Expansion plansThe bigger challenge at Point Thomson is and always has been its future.
In her August 2017 ruling approving the Initial Production System plan of development, Walsh rejected the associated plan of development for the Point Thomson expansion.
Walsh was opposed to conditional clauses in the plan that would have allowed ExxonMobil to back out of the expansion project if its partners decided not to proceed.
In an October 2017 document released after a meeting with state officials, ExxonMobil provided “explanatory detail and clarification” about its plans for the expansion project.
The proposed project would expand condensate production to more than 50,000 barrels per day and to ship 920 million cubic feet of natural gas per day to the Prudhoe Bay unit.
The proposal also included plans to drill two production wells and one disposal well from the Central Pad and to convert the PTU-15 and PTU-16 injection wells to production.
According to the state, Exxon effectively eliminated the conditional clauses from its plans by noting that it “does not condition all planning work on agreement on terms for delivery of gas to Prudhoe Bay, and engineering and permitting work is ongoing.”

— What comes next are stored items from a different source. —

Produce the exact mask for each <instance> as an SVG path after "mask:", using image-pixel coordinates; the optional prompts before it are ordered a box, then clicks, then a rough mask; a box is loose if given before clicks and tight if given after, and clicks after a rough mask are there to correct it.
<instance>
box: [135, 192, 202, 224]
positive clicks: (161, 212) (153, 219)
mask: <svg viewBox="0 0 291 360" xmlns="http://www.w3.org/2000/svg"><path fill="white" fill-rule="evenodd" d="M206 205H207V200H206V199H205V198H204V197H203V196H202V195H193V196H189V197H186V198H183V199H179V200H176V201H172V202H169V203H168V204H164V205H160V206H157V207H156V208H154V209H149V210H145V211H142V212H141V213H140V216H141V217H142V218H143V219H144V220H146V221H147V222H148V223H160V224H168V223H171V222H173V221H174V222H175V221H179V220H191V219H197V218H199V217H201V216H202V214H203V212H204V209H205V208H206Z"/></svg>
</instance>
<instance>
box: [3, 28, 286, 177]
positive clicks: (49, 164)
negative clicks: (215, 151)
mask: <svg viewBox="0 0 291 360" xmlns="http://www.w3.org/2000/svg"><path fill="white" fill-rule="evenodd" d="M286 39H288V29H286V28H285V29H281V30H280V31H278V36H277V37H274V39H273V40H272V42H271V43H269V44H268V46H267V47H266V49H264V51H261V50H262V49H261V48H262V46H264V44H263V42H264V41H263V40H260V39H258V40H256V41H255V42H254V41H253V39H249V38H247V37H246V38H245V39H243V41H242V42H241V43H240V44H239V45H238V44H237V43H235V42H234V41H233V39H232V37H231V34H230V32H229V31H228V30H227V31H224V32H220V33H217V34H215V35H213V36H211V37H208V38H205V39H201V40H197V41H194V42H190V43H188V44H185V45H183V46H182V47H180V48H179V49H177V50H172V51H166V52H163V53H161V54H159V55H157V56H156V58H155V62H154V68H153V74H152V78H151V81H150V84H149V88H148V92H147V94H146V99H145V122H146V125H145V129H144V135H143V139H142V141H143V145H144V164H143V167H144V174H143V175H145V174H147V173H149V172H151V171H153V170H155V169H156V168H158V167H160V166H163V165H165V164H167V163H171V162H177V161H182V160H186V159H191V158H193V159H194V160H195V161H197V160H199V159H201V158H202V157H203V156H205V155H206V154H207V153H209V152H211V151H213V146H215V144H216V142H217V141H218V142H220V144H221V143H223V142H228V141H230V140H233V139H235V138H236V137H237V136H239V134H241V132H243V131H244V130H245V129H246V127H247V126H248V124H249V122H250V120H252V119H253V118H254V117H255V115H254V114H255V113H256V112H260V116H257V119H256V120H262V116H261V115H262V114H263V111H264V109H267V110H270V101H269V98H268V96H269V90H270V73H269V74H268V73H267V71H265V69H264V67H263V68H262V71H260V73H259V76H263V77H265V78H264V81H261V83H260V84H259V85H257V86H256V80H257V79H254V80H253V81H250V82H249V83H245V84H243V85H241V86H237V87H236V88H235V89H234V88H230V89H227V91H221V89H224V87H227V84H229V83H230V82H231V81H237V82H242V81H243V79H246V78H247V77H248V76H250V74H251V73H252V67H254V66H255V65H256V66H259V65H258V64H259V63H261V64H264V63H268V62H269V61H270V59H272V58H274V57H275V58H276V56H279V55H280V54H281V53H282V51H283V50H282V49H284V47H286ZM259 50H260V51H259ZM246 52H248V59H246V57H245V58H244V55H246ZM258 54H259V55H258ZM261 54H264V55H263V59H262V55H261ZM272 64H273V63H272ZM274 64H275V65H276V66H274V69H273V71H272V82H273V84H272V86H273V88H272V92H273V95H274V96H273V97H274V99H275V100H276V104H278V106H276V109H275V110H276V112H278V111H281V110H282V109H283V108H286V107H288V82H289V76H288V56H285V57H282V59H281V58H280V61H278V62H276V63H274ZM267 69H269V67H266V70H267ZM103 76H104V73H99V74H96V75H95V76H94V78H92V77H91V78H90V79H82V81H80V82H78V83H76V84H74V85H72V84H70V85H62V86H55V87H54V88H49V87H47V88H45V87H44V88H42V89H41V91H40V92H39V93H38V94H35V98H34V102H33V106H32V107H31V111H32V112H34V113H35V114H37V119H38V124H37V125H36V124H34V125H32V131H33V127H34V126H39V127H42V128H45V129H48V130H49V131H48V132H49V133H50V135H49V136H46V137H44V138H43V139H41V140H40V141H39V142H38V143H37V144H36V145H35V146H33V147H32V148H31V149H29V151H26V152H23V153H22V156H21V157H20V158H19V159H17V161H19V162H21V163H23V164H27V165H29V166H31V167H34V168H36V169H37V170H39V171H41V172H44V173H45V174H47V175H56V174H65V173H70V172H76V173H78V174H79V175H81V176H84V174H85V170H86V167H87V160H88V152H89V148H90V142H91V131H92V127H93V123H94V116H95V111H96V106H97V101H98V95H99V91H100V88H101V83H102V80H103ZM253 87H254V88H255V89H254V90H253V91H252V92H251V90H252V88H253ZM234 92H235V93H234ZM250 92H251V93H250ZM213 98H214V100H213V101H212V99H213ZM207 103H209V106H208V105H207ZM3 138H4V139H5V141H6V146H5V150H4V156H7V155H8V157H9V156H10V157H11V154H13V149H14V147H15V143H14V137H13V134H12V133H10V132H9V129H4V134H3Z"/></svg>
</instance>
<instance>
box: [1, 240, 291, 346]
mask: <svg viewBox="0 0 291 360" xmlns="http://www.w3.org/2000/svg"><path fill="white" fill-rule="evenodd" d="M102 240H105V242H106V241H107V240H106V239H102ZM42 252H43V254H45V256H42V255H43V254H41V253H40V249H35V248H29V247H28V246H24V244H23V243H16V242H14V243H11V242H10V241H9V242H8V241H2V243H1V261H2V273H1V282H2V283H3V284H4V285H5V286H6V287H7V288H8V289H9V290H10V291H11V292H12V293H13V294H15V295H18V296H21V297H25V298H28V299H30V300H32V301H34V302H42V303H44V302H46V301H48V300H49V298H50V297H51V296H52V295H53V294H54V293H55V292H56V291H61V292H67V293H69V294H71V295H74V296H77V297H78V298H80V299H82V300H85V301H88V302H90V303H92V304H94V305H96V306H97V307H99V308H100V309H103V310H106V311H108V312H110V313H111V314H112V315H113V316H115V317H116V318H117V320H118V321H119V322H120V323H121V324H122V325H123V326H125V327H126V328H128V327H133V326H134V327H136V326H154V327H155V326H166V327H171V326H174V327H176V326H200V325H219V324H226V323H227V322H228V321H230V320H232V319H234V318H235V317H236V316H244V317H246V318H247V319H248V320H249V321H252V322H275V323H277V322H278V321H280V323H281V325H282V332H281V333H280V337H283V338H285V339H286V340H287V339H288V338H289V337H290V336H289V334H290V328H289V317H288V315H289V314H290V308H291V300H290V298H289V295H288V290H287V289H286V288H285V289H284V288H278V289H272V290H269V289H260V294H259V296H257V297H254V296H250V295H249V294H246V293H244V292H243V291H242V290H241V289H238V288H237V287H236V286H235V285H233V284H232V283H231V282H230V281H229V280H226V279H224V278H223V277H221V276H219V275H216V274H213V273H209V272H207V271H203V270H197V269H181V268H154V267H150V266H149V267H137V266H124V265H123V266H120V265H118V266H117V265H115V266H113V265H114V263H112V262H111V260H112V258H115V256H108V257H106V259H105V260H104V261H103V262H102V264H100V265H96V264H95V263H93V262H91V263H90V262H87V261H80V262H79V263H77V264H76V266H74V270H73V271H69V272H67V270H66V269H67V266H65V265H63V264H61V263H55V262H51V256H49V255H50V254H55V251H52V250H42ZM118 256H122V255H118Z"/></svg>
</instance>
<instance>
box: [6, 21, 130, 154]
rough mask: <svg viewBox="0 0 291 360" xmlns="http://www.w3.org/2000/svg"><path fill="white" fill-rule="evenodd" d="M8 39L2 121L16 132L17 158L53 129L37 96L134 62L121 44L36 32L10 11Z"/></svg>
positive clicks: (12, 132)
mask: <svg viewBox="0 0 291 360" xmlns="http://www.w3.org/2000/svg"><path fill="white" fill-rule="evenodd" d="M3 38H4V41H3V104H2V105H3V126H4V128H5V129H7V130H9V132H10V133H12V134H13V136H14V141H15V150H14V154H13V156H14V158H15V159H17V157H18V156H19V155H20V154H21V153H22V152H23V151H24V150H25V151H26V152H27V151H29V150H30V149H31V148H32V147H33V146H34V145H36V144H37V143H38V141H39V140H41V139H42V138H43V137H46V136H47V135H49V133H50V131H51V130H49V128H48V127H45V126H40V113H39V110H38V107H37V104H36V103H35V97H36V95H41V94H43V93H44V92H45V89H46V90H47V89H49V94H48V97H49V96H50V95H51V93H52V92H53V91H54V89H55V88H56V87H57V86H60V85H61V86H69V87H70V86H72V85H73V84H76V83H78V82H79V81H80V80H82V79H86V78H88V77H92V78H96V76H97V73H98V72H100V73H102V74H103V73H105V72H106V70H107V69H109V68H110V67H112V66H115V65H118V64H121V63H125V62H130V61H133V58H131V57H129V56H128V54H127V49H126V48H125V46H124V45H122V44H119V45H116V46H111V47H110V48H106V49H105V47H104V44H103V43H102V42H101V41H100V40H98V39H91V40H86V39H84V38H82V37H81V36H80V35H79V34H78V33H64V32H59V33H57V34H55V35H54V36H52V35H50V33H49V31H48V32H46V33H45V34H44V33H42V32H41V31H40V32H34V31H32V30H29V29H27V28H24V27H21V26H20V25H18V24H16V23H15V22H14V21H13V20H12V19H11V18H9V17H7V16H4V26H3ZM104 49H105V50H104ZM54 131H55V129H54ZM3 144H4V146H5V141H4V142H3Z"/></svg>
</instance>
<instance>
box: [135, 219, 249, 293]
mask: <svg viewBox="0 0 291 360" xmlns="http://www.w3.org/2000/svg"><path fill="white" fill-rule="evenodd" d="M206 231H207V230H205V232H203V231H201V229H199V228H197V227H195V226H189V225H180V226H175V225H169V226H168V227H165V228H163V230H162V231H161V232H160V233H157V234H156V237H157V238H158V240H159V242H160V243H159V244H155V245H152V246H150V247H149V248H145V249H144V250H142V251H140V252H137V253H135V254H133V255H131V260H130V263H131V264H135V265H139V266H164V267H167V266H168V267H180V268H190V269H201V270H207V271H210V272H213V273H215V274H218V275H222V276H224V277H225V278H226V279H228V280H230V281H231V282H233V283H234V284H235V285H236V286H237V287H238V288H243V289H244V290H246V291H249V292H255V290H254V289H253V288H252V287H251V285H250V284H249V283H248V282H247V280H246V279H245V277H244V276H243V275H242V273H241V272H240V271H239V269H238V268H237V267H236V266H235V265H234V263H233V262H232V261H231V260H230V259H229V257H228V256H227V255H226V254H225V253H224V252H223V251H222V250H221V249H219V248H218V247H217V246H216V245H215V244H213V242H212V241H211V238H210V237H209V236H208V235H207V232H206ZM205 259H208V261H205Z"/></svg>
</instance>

In her ruling approving the plan, Walsh wrote, “If the PTU Working Interest Owners do not fund the planning work or enter a commercial agreement with the Prudhoe Bay Unit working interest owners, those events will not in any way absolve Exxon from fulfilling its obligation to complete the planning work promised in the Revised Planning POD.”
The expansion was one of the conditions of a 2012 settlement between Exxon and the state over the nature of the development activities completed up to that point at the unit.
The condition required Exxon to either increase the Initial Production System to 30,000 barrels of condensate per day or to ship natural gas to the Prudhoe Bay unit for injection.
The expansion clause was triggered when Exxon and its partners failed to sanction a major gas sale by June 2016. The settlement required Exxon to submit a plan by the end of 2019 for expanding the Point Thomson development. But in a letter from September 2018, the state stayed the deadline so long as the Alaska LNG Project is progressing.
Eastern North SlopeFor decades, the conversation about Point Thomson has focused largely, and at times exclusively, on its importance to any future North Slope natural gas pipeline project.
In the years since the Point Thomson unit came online, an additional topic has become increasingly popular: the importance of the unit to other prospects in the vicinity.
By constructing pipeline infrastructure at the Point Thomson unit, Exxon changed the economics of adjacent and nearby lands and waters across the eastern North Slope.
The independent 88 Energy recently commissioned the 251-square-mile Yukon Gold 3-D seismic survey over its Yukon Gold prospect south of Point Thomson. The company acquired the property in late 2017 through a lease sale, attracted in part by the results of the Yukon Gold well drilled by BP Exploration (Alaska) Inc. in 1993 and 1994. The state has estimated that the prospect contains some 120 million barrels of recoverable oil.
The Point Thomson facilities would also be crucial to any future development activities at Area 1002 of the Arctic National Wildlife Refuge. Exploration activities in the area have been advancing in recent months after decades since the most recent drilling work.
The crucial infrastructure in both cases is the Point Thomson Export Pipeline connecting the Point Thomson unit to the Badami unit and onward to the trans-Alaska oil pipeline.
In August 2018, PTE Pipeline LLC proposed a rate of $20.84 per barrel for the 22-mile liquids pipeline, up from a rate of $12.09 per barrel that went into effect in April 2017.
The shipping rate is based on actual and estimated throughput on the 70,000-bpd pipeline.